PHOENIX – What would happen to Arizona if President Trump gets his way on budget cuts? A trillion dollars in new infrastructure spending could bring relief and create jobs. Arizona is also home to military bases that could benefit from additional defense spending. However, the billions more for defense will come from spending cuts to domestic programs.

Advocates for children are concerned about the future of well-known programs like Head Start, and others that have proven effective in assisting new parents and preventing child abuse.

Suzanne Schrunk with the Arizona Chapter of the National Association of Social Workers says the cuts may appear small, but they affect lots of Arizonans.

"You know we're concerned about any kind of cuts," she said. "We can't afford, especially in this state, to have more abuse and neglect and more children removed."

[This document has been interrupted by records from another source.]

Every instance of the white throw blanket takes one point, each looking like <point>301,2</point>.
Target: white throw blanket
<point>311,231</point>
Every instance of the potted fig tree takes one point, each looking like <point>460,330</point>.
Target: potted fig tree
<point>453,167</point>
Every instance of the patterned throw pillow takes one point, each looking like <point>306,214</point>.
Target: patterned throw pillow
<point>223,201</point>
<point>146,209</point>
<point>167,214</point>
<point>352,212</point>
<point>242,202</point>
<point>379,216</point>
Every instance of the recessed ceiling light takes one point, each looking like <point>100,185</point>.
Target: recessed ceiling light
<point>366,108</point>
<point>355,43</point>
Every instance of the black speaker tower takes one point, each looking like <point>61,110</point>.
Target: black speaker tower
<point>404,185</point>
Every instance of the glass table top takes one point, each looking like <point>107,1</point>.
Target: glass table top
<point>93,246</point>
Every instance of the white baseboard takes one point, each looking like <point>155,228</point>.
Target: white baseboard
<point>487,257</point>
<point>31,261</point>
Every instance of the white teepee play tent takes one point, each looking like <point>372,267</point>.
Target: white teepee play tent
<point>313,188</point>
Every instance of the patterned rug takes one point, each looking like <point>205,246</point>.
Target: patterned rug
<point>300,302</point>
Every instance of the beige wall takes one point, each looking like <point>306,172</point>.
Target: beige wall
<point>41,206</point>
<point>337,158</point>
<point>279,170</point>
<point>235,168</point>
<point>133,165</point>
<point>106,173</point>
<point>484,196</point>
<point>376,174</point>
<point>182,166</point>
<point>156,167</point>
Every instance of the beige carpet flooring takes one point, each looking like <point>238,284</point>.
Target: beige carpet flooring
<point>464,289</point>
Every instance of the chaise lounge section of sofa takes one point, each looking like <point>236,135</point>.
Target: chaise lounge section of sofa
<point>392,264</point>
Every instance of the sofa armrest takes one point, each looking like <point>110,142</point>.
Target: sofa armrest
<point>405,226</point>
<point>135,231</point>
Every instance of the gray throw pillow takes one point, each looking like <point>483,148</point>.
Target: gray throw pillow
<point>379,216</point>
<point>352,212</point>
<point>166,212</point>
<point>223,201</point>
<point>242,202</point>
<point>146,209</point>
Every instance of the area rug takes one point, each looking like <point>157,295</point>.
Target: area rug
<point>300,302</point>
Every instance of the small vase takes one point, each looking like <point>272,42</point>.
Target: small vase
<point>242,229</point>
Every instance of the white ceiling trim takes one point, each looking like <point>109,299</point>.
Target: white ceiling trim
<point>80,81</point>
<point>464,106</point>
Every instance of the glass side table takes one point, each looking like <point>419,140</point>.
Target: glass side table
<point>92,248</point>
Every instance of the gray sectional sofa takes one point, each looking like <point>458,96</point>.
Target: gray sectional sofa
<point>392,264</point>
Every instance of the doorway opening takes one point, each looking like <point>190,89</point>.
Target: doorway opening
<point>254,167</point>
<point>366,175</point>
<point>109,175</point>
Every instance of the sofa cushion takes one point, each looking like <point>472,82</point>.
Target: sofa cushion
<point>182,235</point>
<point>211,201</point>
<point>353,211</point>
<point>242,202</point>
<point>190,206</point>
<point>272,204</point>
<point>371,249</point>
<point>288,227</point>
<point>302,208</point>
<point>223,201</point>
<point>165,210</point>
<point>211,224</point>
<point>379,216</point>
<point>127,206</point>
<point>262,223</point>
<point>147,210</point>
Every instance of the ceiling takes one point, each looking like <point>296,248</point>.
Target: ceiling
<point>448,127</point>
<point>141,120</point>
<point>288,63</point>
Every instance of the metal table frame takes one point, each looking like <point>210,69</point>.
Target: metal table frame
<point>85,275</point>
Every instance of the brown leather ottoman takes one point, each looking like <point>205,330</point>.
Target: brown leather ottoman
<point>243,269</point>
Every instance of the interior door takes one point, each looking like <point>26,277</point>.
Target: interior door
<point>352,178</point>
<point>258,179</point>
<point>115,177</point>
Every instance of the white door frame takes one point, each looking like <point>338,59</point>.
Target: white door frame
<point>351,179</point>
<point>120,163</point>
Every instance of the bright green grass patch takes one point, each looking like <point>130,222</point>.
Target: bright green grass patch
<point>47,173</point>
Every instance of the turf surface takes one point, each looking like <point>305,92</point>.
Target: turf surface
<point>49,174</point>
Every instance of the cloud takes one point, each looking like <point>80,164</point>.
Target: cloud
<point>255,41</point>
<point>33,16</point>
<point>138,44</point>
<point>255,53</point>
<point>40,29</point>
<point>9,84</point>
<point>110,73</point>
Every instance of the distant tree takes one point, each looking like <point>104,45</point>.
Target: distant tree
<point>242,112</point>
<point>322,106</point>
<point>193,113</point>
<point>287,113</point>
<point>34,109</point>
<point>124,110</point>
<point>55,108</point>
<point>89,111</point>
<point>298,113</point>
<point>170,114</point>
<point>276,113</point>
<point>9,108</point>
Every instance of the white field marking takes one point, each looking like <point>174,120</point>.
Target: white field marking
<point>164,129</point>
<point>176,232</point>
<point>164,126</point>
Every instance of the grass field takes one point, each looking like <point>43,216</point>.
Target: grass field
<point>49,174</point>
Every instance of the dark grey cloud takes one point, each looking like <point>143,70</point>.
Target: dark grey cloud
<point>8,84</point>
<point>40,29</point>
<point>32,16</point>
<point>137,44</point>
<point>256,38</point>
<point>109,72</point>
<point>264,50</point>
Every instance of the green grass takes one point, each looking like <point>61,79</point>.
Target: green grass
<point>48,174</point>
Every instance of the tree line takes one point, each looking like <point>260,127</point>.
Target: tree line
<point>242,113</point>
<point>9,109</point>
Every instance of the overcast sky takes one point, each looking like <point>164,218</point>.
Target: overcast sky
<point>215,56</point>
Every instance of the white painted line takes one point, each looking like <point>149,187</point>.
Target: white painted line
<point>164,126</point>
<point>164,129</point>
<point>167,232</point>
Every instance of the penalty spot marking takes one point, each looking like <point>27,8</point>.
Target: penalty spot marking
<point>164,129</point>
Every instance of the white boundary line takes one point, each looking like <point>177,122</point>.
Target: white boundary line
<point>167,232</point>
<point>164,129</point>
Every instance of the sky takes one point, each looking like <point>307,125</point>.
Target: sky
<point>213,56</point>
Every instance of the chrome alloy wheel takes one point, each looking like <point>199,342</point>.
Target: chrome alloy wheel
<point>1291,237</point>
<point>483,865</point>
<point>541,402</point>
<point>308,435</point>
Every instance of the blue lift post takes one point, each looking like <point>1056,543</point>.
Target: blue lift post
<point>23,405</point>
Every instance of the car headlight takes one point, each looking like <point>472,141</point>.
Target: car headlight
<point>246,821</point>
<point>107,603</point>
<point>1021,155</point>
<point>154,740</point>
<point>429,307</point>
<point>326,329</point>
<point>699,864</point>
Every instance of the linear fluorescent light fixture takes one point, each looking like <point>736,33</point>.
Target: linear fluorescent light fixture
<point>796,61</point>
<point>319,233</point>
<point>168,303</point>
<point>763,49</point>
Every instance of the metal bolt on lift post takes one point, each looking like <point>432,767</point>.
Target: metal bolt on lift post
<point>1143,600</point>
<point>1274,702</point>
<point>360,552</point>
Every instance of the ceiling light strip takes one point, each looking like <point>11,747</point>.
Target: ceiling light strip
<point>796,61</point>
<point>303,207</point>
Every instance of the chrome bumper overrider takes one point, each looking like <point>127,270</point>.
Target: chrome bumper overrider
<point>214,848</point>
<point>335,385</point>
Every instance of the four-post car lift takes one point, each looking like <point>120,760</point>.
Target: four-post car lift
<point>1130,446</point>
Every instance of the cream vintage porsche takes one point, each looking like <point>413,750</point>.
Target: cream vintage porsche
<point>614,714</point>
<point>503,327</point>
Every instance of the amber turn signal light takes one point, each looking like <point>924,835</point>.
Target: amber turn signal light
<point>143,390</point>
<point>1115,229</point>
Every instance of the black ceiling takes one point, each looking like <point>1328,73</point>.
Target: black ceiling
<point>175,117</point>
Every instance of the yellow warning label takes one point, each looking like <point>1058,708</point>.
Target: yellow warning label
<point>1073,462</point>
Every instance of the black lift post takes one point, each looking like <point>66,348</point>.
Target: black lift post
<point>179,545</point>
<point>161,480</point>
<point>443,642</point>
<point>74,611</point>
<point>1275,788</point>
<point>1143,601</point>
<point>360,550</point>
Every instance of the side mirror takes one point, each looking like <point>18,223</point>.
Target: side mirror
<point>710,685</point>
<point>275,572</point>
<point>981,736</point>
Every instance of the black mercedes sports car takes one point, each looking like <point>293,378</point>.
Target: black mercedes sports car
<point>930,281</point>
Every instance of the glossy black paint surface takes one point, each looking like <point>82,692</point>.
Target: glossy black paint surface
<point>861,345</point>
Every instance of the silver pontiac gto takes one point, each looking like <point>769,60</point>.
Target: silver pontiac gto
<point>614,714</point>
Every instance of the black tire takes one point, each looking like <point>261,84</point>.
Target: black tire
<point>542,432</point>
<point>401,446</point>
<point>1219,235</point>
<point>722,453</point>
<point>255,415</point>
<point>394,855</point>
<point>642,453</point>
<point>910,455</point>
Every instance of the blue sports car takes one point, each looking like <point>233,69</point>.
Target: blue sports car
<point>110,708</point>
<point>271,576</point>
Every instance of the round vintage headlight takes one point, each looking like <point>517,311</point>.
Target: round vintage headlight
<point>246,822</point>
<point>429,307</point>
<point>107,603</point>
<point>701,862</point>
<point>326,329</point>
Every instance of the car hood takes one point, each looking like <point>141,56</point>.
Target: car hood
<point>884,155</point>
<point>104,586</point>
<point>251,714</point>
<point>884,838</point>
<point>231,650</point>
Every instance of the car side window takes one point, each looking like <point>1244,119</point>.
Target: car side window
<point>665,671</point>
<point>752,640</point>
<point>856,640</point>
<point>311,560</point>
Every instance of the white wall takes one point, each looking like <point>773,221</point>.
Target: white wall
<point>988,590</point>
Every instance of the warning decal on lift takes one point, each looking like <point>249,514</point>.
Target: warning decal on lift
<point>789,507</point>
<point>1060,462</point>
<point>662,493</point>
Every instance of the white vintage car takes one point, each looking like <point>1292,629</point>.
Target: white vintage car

Schrunk says these programs save money in the long run by helping kids become better prepared for school, making it easier for them to find good jobs as taxpaying adults.

The White House says cuts will begin with the Environmental Protection Agency, which troubles Sandy Bahr of the Sierra Club's Grand Canyon Chapter. She says Arizona follows EPA standards on clean water and clean air. A weaker EPA, she says, could lead to worsening air quality in the state.

"It's not just that the air quality is poor on one day, but it's over time," she explained. "The most vulnerable will be the first to notice."

Bahr says Arizona's National Parks might suffer too. Less money for upkeep and staff would lead to deteriorating campgrounds, picnic areas and trails for residents as well as tourists, who spend $21 billion per year in the state.